In order to make this problem non-trivial, you are not allowed to use the R function apply or any other R function with apply as part of its name (lapply, for example).

According to the rules (in the rules section above), it is perfectly legal to look at the source code for apply, what

apply

shows. But that code is very confusing because what apply does is much more complicated than what a solution to this problem has to do. You can even copy code from apply so long as you say you are doing that (put comments in your code to say which lines you have copied). In order that you don't just copy all the lines of array we make another rule for this problem that your function should have no more than 30 R commands, not counting any code that catches errors or the function signature (the part with the R function named function).

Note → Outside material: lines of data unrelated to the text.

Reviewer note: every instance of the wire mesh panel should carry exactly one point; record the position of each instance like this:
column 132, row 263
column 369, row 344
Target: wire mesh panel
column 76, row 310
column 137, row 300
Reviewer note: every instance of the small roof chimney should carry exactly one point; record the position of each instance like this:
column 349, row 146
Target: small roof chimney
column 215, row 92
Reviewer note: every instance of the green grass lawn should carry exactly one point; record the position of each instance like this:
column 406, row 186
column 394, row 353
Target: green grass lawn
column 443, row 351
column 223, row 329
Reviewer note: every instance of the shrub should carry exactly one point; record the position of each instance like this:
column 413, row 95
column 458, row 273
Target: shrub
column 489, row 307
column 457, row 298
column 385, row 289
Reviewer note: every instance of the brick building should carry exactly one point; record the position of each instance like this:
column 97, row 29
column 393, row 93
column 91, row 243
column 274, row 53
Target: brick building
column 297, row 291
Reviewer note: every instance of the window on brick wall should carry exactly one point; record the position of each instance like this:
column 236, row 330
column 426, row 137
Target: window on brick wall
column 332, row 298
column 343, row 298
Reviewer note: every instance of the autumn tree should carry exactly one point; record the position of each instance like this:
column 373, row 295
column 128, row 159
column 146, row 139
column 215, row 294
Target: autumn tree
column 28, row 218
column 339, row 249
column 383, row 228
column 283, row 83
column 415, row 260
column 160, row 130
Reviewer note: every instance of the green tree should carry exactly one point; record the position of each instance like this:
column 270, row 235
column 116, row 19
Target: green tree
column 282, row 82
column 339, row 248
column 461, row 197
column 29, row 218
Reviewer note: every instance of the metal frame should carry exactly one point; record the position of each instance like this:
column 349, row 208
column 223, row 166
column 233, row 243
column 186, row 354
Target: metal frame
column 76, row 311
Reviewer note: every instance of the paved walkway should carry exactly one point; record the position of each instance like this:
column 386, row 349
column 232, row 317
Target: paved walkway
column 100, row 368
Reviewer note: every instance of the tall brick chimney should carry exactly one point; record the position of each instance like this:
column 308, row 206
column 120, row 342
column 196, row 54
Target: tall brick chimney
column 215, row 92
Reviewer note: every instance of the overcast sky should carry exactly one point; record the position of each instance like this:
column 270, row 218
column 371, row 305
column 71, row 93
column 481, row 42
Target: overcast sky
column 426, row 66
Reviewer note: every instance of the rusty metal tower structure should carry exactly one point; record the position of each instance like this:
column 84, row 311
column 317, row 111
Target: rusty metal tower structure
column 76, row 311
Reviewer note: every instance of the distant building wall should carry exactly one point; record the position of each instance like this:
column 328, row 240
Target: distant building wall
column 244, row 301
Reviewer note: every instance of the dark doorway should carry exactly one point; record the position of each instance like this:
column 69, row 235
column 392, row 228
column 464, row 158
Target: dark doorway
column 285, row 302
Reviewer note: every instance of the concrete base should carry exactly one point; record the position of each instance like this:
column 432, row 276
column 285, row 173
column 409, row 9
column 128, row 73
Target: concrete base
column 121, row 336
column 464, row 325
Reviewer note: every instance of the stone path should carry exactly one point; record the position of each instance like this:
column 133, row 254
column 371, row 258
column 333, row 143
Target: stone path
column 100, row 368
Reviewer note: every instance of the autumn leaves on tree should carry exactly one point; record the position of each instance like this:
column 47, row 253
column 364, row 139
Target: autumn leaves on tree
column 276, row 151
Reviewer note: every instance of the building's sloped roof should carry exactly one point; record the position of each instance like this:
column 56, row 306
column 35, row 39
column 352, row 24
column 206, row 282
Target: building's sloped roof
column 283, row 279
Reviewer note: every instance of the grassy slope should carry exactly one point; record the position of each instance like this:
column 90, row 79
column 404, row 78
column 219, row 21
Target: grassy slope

Hint: Looking at the source for array, its first line is


FUN <- match.fun(FUN)

You should copy that. Then FUN can either be a function or the name of a function, and match.fun takes care of that. If you do this, you do not have to do any error checks for the argument FUN. The function match.fun will catch all errors. You also do not need a comment about using this.

Another Hint: Since you cannot use apply or any other function with apply as part of its name (lapply, for example), you will have to use a loop.

Yet Another Hint: Since you do not know what length vector FUN returns until after the first time you call it, you have to wait until you have called it to find out what the dimensions of the result of myapply are.

Try your function myapply on all of the examples using apply in Section 6.8 of the course notes about Matrices, Arrays, and Data Frames making sure that you get the same results.

Your function does not have to produce the same row and column names on its result as array does. It is also OK if your function sometimes produces a matrix when apply produces a vector or vice versa. It is enough that the numbers are the same.

Problem 6

This problem is about arrays and the R function apply applied to arrays. This problem does not require you to write a function.

The R command


load(url("http://www.stat.umn.edu/geyer/s17/3701/data/q2p6.rda"))

loads one R object: a three-dimensional array called pat.

Apply the R function median to the three two-dimensional margins (indexed by pairs of indices) and the three one-dimensional margins (indexed by single indices) of this array.